AKP ve CHP Arasındaki Farklar
Yapılan anketlere göre, Aralık ayındaki sonuçlarda AKP %25.1, CHP %21.7 oranında iken, Ocak ayında AKP %21.9, CHP %20.9 seviyesine gerilemiştir.
Erdoğan’ın Performansındaki Düşüşler
En ilginç veri ise Cumhurbaşkanı Erdoğan’a duyulan güvenin düşüşüdür. Geçtiğimiz dönemde %34.8 olan ‘başarılı’ olarak değerlendirilen oran, Aralık ayında %42.7’ye yükselmişken, Ocak’ta yeniden %35.8’e gerilemiştir.
Tarihin Dönüşümü ve Adaletin Önemi
Geçmişle bugünün olayları arasında önemli bir bağ olduğunu söyleyebilirim. 1980’ler ve 2020’ler arasında 40 yıl geçmiş olmasına rağmen, adaletsizlik hala karşımızda durmakta.

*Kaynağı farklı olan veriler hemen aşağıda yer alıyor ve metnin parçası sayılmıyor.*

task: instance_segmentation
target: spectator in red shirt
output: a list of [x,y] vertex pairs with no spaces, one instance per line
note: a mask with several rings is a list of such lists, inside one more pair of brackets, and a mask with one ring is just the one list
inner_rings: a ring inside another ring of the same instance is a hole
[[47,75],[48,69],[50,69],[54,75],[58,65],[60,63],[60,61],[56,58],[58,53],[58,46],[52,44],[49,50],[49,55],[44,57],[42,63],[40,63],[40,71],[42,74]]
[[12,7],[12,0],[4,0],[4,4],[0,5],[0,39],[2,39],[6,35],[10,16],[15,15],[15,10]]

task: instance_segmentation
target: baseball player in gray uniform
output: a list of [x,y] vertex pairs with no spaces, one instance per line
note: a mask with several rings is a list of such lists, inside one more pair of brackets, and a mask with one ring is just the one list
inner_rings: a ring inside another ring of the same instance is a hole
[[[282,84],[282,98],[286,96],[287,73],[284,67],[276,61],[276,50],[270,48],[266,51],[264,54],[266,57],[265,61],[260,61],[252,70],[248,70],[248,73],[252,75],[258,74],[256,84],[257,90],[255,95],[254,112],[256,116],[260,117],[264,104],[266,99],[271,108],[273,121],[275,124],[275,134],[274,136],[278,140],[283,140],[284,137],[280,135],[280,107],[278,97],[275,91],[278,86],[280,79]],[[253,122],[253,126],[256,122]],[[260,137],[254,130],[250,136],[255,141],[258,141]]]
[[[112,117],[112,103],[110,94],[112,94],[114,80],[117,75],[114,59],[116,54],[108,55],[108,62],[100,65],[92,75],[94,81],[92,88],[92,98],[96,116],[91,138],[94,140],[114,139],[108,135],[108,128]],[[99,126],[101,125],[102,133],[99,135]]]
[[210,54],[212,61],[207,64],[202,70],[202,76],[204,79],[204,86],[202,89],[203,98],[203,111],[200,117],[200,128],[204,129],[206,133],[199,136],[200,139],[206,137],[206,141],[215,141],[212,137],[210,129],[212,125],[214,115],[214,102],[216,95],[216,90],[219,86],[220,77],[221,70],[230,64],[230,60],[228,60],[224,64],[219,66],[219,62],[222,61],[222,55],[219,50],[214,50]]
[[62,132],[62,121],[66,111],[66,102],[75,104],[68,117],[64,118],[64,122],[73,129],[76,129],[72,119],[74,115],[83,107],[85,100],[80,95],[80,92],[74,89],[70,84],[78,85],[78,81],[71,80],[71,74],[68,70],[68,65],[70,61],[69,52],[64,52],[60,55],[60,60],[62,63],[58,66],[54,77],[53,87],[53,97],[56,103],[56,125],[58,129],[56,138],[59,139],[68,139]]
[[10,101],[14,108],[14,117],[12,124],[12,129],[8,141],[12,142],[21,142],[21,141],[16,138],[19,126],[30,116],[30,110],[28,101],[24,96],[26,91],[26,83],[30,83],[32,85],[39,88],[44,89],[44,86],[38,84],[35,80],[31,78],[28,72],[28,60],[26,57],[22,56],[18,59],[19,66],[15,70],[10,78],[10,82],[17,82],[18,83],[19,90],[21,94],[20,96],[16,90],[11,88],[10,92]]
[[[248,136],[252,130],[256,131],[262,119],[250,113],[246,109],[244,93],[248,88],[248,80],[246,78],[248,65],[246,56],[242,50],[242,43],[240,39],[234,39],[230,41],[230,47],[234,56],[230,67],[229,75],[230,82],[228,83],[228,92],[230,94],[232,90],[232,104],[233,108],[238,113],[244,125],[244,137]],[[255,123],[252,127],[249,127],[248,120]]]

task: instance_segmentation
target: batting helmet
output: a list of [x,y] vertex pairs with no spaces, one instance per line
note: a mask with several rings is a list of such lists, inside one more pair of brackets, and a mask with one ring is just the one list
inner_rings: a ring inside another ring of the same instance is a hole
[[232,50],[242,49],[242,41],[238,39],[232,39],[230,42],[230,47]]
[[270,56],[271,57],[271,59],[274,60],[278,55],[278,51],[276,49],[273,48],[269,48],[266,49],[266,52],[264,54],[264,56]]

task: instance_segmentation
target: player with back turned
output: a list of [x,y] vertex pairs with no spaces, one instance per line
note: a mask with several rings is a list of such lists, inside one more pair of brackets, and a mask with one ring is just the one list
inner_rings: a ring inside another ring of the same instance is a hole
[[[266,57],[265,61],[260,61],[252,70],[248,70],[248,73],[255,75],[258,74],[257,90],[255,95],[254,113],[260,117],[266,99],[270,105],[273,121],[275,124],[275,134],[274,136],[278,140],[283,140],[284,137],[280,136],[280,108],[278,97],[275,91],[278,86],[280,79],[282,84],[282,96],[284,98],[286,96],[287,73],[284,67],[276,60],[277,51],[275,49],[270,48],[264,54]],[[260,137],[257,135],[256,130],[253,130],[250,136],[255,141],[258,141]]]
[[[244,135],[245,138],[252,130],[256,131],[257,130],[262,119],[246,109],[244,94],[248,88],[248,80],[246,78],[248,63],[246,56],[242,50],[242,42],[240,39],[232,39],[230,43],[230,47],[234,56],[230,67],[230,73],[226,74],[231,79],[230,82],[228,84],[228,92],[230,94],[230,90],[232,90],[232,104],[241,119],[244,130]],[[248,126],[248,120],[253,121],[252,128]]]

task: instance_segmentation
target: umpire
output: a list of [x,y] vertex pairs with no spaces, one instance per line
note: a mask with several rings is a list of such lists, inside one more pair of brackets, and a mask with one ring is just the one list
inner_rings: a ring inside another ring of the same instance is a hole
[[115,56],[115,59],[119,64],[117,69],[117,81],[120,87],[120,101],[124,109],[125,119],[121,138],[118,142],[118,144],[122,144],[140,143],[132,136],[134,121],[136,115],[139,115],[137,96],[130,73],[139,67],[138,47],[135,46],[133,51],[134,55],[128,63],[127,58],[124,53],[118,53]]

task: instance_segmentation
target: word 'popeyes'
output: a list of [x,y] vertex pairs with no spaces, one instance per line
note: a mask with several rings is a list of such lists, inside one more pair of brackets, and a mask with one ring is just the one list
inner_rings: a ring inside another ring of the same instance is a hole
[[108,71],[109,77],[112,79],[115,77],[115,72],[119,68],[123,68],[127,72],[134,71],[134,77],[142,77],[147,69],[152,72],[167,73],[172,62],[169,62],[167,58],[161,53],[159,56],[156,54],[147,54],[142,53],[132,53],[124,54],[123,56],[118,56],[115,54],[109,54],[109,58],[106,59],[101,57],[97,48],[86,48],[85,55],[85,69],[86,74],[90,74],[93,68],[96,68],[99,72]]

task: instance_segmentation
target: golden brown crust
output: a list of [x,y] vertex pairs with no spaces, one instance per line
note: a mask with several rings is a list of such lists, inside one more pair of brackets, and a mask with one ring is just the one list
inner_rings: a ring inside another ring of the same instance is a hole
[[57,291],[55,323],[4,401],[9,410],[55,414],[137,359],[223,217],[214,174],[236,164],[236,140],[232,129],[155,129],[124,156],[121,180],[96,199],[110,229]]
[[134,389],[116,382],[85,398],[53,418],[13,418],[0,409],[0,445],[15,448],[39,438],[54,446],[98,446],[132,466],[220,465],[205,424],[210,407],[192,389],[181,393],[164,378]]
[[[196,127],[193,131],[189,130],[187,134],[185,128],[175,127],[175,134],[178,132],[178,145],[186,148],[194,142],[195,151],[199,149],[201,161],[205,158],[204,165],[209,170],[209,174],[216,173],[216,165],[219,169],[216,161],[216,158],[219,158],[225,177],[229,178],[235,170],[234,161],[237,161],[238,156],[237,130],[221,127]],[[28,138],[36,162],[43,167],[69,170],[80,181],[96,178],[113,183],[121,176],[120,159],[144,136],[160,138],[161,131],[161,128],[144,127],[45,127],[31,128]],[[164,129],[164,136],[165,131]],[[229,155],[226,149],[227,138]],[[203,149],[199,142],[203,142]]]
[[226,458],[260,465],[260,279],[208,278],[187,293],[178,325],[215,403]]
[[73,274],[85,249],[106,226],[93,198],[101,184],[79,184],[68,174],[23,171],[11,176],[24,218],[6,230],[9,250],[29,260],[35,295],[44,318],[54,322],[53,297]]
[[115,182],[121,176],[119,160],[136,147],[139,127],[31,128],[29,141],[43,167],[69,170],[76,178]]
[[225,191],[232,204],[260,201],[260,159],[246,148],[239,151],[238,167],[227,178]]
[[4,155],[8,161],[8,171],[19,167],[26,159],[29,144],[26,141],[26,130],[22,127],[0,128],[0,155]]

Bu bağlamda, Marquez’in eserinin etkisiyle birlikte yeniden okumaya başladım; bu süreç içerisinde de adaletin gerekliliğini bir kez daha anladım. Belki de sonunda herkes, “Hayal ettiğimiz ülke bu değildi” sözüyle bu büyülü gerçeklikten çekip gidecek.